I have a 7D and today I noticed, when I downloaded,  that it failed to write 9-12 images to the card. Has anyone else seen this happen before? I shot more later and they were written.

Thnx


----------



## mwcfarms (Dec 18, 2011)

Faulty card?


----------



## Derrel (Dec 18, 2011)

Did you turn the power off while the camera was writing from the buffer and to the storage card??? That is a very common occurrence with all brands of d-slr.

I have at times, had some weird problems with Canons when switching between Folders. At one time, Canon d-slr's would only hold 100 images per folder,and then a new folder would be created...the doggone 20D, if being shot on long sequences (track meet) would often malfunction on the LAST frame within each new folder, and write a PARTIAL file, which was corrupt, in complete,unusable, and then would write the completed file in the next folder.


----------



## Onerider (Dec 18, 2011)

I didn't turn the power off until I got to the truck. I just formatted the card and shot another 50 images. They all got written. Oh well, I didn't loose anything I can't redo.
Thanks for the ideas.


----------



## SCraig (Dec 18, 2011)

If it truly did fail to write the photos, in other words you are absolutely certain that they were taken and didn't just get "Lost In The Shuffle", then I'd recommend that you find out what caused it now rather than later when the shots really count.


----------



## Onerider (Dec 18, 2011)

I have run 2 rounds of 50 shots in high speed and they all worked.
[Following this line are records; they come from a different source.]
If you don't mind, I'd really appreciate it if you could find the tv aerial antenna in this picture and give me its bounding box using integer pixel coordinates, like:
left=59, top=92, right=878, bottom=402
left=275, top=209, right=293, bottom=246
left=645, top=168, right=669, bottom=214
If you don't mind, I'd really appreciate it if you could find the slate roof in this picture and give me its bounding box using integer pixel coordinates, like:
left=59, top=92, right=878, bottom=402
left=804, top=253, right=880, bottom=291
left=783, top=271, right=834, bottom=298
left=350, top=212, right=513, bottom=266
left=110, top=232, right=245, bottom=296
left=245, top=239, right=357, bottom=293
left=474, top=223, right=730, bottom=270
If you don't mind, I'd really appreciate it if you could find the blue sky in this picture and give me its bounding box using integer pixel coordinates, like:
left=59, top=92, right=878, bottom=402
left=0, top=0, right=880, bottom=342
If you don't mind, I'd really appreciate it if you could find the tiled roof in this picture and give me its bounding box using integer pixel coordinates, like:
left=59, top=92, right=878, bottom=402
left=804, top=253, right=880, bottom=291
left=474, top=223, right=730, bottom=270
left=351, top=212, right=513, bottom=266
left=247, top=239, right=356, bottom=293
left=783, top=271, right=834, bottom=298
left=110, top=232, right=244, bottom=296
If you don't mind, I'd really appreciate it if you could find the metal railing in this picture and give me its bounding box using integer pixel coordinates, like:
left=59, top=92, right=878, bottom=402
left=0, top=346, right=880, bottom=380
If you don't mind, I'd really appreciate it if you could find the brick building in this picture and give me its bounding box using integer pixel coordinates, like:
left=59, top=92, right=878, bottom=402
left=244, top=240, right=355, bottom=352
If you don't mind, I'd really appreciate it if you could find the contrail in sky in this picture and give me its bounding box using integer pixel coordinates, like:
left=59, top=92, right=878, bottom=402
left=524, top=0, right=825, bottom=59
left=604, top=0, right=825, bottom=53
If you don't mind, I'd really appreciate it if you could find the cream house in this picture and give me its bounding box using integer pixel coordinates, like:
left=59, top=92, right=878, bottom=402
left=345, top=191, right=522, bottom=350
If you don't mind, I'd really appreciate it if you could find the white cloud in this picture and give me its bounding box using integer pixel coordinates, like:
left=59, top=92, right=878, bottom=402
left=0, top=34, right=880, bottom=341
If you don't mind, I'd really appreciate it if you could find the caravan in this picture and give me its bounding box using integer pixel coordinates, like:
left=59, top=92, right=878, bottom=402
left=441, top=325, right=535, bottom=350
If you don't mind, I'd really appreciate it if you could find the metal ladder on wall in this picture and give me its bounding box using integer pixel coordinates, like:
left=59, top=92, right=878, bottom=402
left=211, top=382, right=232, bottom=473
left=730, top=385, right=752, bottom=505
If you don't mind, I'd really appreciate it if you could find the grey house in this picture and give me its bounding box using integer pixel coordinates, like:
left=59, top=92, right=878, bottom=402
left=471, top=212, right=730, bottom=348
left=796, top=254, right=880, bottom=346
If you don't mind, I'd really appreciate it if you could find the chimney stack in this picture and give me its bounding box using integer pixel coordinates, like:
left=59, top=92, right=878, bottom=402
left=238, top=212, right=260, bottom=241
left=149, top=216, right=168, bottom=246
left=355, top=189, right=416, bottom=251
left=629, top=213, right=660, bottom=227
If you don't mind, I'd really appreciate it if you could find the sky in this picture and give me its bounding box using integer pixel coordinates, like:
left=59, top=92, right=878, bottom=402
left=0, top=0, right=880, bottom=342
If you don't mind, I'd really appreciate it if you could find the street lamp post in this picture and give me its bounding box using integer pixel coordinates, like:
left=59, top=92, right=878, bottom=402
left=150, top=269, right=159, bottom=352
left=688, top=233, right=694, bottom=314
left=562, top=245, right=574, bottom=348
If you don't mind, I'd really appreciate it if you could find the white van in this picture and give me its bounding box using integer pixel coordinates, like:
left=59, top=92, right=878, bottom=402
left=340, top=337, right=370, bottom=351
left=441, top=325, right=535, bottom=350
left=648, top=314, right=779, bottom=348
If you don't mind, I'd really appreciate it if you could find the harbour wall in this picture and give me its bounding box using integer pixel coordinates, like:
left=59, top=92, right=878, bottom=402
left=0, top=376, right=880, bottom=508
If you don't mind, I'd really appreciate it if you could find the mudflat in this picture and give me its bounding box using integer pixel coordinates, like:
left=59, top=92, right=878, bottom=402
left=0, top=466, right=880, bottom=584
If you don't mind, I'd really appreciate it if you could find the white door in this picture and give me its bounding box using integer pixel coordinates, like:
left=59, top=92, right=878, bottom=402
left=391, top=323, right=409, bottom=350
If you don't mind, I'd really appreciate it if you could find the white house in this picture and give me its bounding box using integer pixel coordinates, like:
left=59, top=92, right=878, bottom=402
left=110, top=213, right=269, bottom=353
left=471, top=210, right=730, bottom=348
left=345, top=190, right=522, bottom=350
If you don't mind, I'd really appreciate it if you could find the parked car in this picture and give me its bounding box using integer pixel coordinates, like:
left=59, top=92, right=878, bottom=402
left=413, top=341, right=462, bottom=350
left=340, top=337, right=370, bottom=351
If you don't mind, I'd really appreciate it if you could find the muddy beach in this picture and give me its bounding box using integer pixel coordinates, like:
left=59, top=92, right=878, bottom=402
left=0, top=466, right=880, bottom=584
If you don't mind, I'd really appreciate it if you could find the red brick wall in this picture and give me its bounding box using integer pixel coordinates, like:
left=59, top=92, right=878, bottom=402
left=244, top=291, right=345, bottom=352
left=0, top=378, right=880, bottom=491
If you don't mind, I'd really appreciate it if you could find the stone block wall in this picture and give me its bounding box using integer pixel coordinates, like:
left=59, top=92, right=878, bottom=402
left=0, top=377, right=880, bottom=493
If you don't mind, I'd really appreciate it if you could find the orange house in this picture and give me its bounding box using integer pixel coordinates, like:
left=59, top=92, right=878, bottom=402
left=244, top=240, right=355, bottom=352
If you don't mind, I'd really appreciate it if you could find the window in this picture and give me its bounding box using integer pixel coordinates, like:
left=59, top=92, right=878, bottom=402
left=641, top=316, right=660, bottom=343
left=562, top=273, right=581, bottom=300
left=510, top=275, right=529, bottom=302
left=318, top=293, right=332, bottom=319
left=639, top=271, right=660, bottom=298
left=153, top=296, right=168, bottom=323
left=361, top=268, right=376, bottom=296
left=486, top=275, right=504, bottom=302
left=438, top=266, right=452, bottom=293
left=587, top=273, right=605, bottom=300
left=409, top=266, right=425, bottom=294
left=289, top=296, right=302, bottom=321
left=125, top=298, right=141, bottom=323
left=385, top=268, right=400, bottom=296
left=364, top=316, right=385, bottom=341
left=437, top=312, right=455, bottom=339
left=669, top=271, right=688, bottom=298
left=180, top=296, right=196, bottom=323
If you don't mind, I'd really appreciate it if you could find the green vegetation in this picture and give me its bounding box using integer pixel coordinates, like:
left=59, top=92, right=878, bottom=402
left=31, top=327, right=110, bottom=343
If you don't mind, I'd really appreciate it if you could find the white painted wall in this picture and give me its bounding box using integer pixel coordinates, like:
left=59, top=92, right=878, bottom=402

I screwed up somewhere, somehow I guess.
SCraig, I see you're from Nashville and ride bikes. I'm in Altamont and ride a Goldwing. Your website is nice.


----------



## SCraig (Dec 18, 2011)

Onerider said:


> I have run 2 rounds of 50 shots in high speed and they all worked. I screwed up somewhere, somehow I guess.
> SCraig, I see you're from Nashville and ride bikes. I'm in Altamont and ride a Goldwing. Your website is nice.


Cool!  Another rider from Tennessee around here.  You live in some gorgeous country, I've been through there several times.  Great place for a rider and photographer.


----------